This population-based case-control study was conducted on 2463 mothers, including 668 cases and 1795 controls, referred to a health care center in several provinces of Iran, namely, Fars, Hormozgan, Kermanshah, Hamadan, Kohgiloyeh, and Boyerahmad, Yazd, Southern Khorasan, Golestan, and city of Mashhad (Fig. 1). A rural health care center is a health facility in a village that provides health care for approximately 9000 people of that village and several neighboring villages. Health care providers at a rural health care center include a general physician and public health and midwifery experts. The rural health care center supervises and supports health care facilities in villages and is linked to its superior urban health care center. An urban health care center is a health facility in cities providing care to approximately 12,500 people. Health care providers, including a general physician and public health and midwifery experts, provide laboratory, pharmaceutical, radiological, and medical care in the urban health care centers. Experts at rural and urban health care centers register the provided health care to every family in their health records, such as health care for pregnant women. However, the registered information in the family’s health records were insufficient, and hence we collected additional data through interviews with the study participants.
The case group was defined as women who had preterm birth in a recent pregnancy, and the control group was defined as women who had full-term birth in a recent pregnancy [13,14,15]. The sample size ratio in the control and case groups was 3:1. Data were collected through interviews according to a check list containing demographic information (mother’s age, ethnicity, occupation and level of education, place of residence, and consanguineous marriage) and information on the previous pregnancies (the outcome of previous pregnancy, mode of delivery, and interpregnancy interval).
Study subjects were recruited through a multistage cluster sampling method. In the first stage regarding geographical divisions of Iran, nine clusters (provinces) were randomly selected. In the second stage, in each of the nine clusters (provinces), four clusters (cities) were randomly selected from the north, south, east, west, and central areas. In each city, two health care centers (one urban and one rural health care center) were randomly selected. In each health care center, 10 check lists were filled in by well-trained interviewers according to a protocol. In each center, data collection process was conducted simultaneously on the same day for cases and controls. Data of the control group were collected from a random sample of mothers referring to the health care center. If < 10 cases were available in each health care center, the remaining check lists were filled in the nearest center, and if there were > 10 cases, the check lists were filled in for a random sample of mothers. We tried to maintain the same size for the case and control groups.

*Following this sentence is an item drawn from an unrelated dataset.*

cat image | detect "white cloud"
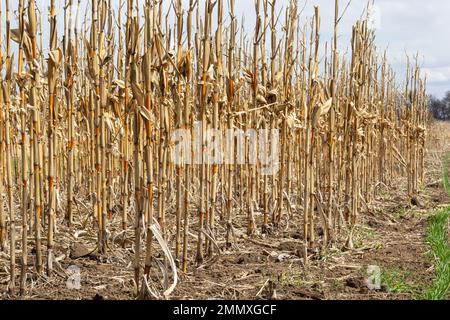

According to literature review, considering mother’s age > 35 years as a risk factor (p0 = 0.3, p1 = 0.44, z0.95 = 2, z(1-β) = 0.8, design effect = 2) [16] and using the proportion determination formula, the sample size was estimated as 370 for each study group. In this study, the association between preterm birth and 14 independent variables was evaluated. Therefore, taking into account an additional 20 samples for each independent variable, the total sample was calculated as 650 for each study group. The sample size was sufficient considering > 80% power of study.
Sociodemographic variables
Sociodemographic information included mother’s age (age < 35 or ≥ 35 years), place of residence (urban vs. rural area), occupation (housewife/employee/cowhand/farmer/carpet weaver), level of education (illiterate/primary school/intermediate school/high school/academic gradation), ethnicity (Turk/Lor/Arab/Balooch/Torkaman/Fars/Kurd or others), and marriage (consanguineous vs. nonconsanguineous).
Information on the previous pregnancies
This included history of abortion, stillbirth or cesarean section (yes/no), interpregnancy interval (the first pregnancy/< 1 year/1–3 years/> 3 years), BMI (normal/low weight/overweight/obese: grade 1, grade 2, and higher), and cycles of menstruation period (regular/irregular).
The outcome variable
Preterm birth was the outcome variable, which was ascertained through questioning the exact gestational age at the time of birth.
Statistical analysis
Descriptive statistical tests were performed for socio-demographic and pregnancy-related variables. Bivariate analysis was performed to identify the association of dependent and independent variables. Odds ratio was computed to see the strength of association between preterm birth and each of categorical variables. Adjusted odds ratio and their 95% confident interval were calculated by including all exposures with p value < 0.3 in the multivariate model to control for confounding effects [17]. Data were analyzed using SPSS version 19, with two-tailed tests at p ≤ 0.05 level of significance.